Under the Jute Packaging Materials (Compulsory use in Packing Commodities) Act, 1987 (JPM Act), the Government is required to consider and provide for the compulsory use of jute packaging material in the supply and distribution of certain commodities in the interest of production of raw jute and jute packaging material and of persons engaged in the production thereof and for matters connected therewith.

In pursuance of the JPM Act, the Government has decided that the following:-

1)   The following commodities may be reserved for jute packaging for the Jute Year 2015-16 (1st July, 2015 to 30th June, 2016), to the extent mentioned below:

Commodity

Minimum percentage to  be reserved for packaging in Jute

Foodgrains

*90% of the production

Sugar

20% of the production



*With the stipulation that in the first instance, the indents for the whole requirement would be placed for jute bags and in case jute mills would not be able to provide jute bags as per requisition, then a dilution upto 10% would be permissible by the Department of Food & Public Distribution.

2)   Sugar packed for export but which could not be exported, sugar fortified with vitamins, packing for export of commodities, consumer packs of 10 kgs and below for foodgrains and 25 kgs and below for sugar and bulk packing of more than 100 kgs may be exempted from the reservation order under JPM Act.

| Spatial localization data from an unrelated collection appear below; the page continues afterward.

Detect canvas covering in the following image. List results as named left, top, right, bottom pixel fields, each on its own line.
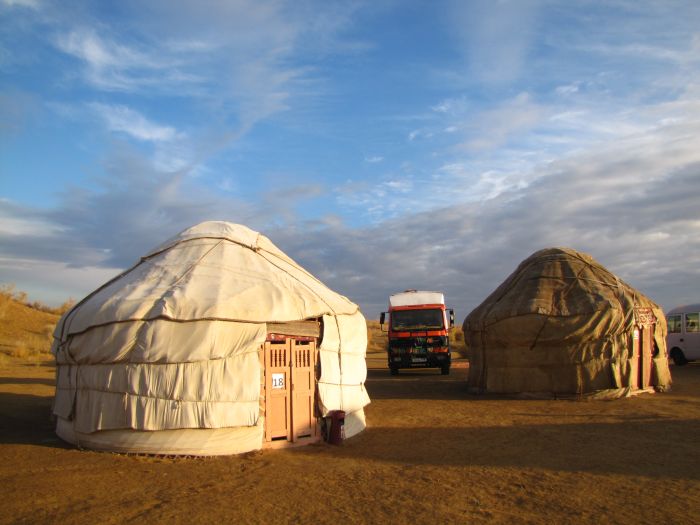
left=463, top=247, right=671, bottom=399
left=52, top=221, right=370, bottom=454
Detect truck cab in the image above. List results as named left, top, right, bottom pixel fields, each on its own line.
left=380, top=290, right=454, bottom=375
left=666, top=304, right=700, bottom=365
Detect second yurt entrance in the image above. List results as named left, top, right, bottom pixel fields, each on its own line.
left=632, top=308, right=656, bottom=390
left=261, top=321, right=321, bottom=447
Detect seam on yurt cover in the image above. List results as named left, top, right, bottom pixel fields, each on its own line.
left=257, top=247, right=345, bottom=294
left=141, top=235, right=258, bottom=261
left=254, top=249, right=353, bottom=383
left=58, top=315, right=318, bottom=339
left=169, top=238, right=225, bottom=288
left=57, top=255, right=149, bottom=346
left=536, top=275, right=623, bottom=289
left=59, top=234, right=251, bottom=341
left=60, top=345, right=263, bottom=365
left=140, top=232, right=358, bottom=314
left=133, top=239, right=225, bottom=361
left=71, top=388, right=259, bottom=403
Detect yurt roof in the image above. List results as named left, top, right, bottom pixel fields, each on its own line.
left=56, top=221, right=360, bottom=340
left=464, top=247, right=662, bottom=330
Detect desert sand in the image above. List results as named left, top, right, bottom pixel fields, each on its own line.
left=1, top=351, right=699, bottom=524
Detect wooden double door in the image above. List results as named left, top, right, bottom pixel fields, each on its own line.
left=262, top=338, right=320, bottom=446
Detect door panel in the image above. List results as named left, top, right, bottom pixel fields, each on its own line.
left=638, top=326, right=653, bottom=388
left=263, top=338, right=318, bottom=445
left=292, top=340, right=316, bottom=440
left=264, top=340, right=291, bottom=441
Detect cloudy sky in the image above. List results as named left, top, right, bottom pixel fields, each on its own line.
left=1, top=0, right=699, bottom=319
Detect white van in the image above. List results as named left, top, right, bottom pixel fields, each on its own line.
left=666, top=304, right=700, bottom=365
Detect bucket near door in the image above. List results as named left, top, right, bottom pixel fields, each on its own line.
left=327, top=410, right=345, bottom=445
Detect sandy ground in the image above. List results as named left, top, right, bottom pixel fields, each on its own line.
left=1, top=357, right=699, bottom=524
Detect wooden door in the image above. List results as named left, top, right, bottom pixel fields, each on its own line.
left=264, top=339, right=292, bottom=442
left=291, top=339, right=317, bottom=441
left=638, top=325, right=653, bottom=388
left=632, top=308, right=657, bottom=390
left=262, top=337, right=319, bottom=445
left=633, top=325, right=653, bottom=389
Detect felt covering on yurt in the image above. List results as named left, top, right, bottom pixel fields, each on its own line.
left=463, top=247, right=671, bottom=399
left=52, top=221, right=370, bottom=455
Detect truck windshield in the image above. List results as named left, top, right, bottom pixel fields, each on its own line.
left=391, top=309, right=444, bottom=330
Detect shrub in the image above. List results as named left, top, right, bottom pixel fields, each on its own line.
left=7, top=342, right=30, bottom=359
left=54, top=298, right=76, bottom=316
left=0, top=283, right=15, bottom=319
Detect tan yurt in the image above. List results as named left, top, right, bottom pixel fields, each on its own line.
left=51, top=221, right=369, bottom=455
left=463, top=247, right=671, bottom=399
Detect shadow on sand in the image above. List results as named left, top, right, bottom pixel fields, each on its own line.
left=299, top=418, right=700, bottom=480
left=0, top=392, right=67, bottom=448
left=0, top=376, right=55, bottom=387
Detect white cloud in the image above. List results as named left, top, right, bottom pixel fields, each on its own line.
left=0, top=200, right=61, bottom=236
left=163, top=38, right=219, bottom=54
left=0, top=257, right=120, bottom=306
left=583, top=41, right=700, bottom=66
left=459, top=92, right=543, bottom=152
left=3, top=103, right=699, bottom=317
left=44, top=2, right=369, bottom=159
left=90, top=103, right=180, bottom=142
left=1, top=0, right=40, bottom=9
left=55, top=28, right=170, bottom=91
left=555, top=83, right=580, bottom=96
left=3, top=0, right=700, bottom=319
left=217, top=178, right=236, bottom=193
left=282, top=115, right=700, bottom=318
left=364, top=156, right=383, bottom=163
left=431, top=97, right=469, bottom=115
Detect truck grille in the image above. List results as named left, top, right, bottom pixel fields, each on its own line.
left=389, top=336, right=447, bottom=354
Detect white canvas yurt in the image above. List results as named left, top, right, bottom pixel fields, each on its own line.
left=51, top=221, right=369, bottom=455
left=463, top=247, right=671, bottom=399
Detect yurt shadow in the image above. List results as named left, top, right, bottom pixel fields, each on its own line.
left=0, top=376, right=55, bottom=387
left=0, top=392, right=68, bottom=448
left=320, top=420, right=700, bottom=479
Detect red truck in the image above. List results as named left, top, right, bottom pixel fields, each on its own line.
left=379, top=290, right=454, bottom=375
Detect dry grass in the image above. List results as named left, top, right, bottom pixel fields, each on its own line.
left=0, top=284, right=14, bottom=320
left=0, top=283, right=74, bottom=318
left=0, top=285, right=59, bottom=361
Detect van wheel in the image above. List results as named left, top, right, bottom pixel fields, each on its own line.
left=390, top=367, right=399, bottom=376
left=670, top=348, right=688, bottom=366
left=441, top=365, right=450, bottom=375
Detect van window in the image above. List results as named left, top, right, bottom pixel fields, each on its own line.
left=668, top=314, right=682, bottom=333
left=686, top=313, right=699, bottom=333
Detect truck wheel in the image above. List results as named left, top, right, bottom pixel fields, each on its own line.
left=670, top=348, right=688, bottom=366
left=441, top=365, right=450, bottom=375
left=390, top=367, right=399, bottom=376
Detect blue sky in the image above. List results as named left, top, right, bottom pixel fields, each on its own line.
left=1, top=0, right=699, bottom=319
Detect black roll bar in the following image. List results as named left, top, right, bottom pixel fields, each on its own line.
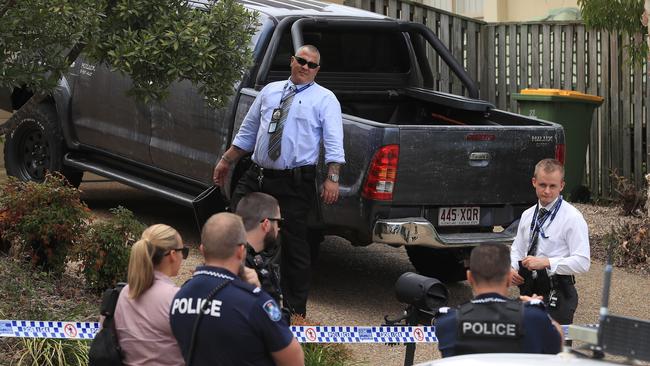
left=287, top=17, right=479, bottom=99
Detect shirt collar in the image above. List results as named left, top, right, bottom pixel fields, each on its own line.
left=286, top=78, right=312, bottom=89
left=474, top=292, right=508, bottom=300
left=538, top=197, right=559, bottom=211
left=246, top=242, right=259, bottom=255
left=154, top=270, right=174, bottom=284
left=194, top=265, right=237, bottom=278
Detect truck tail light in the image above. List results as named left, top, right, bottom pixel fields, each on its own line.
left=362, top=144, right=399, bottom=201
left=555, top=143, right=565, bottom=165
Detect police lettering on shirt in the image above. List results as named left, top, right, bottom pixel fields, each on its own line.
left=171, top=297, right=223, bottom=317
left=458, top=297, right=520, bottom=339
left=460, top=321, right=518, bottom=337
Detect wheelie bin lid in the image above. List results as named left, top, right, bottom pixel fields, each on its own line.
left=514, top=88, right=604, bottom=104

Further, Ministry of Textiles may relax the provisions for reservation upto a maximum of 30% of the foodgrains, over and above the norms prescribed.

3)   Consumer packs of quantity of above 10 kgs and upto 25 kgs for packing of foodgrains should be done in jute bags for distribution of foodgrains under Foodgrains Security Act subject to such bags being cost competitive as compared to HDPE/PP bags factoring in the subsidy/reimbursement provided by Government of India for packing of foodgrains.

4)   With a view to reducing the cost of jute bags all future orders of the Government shall be for lighter weight bags of 580 and 600 gms subject to conformity with relevant BIS standards.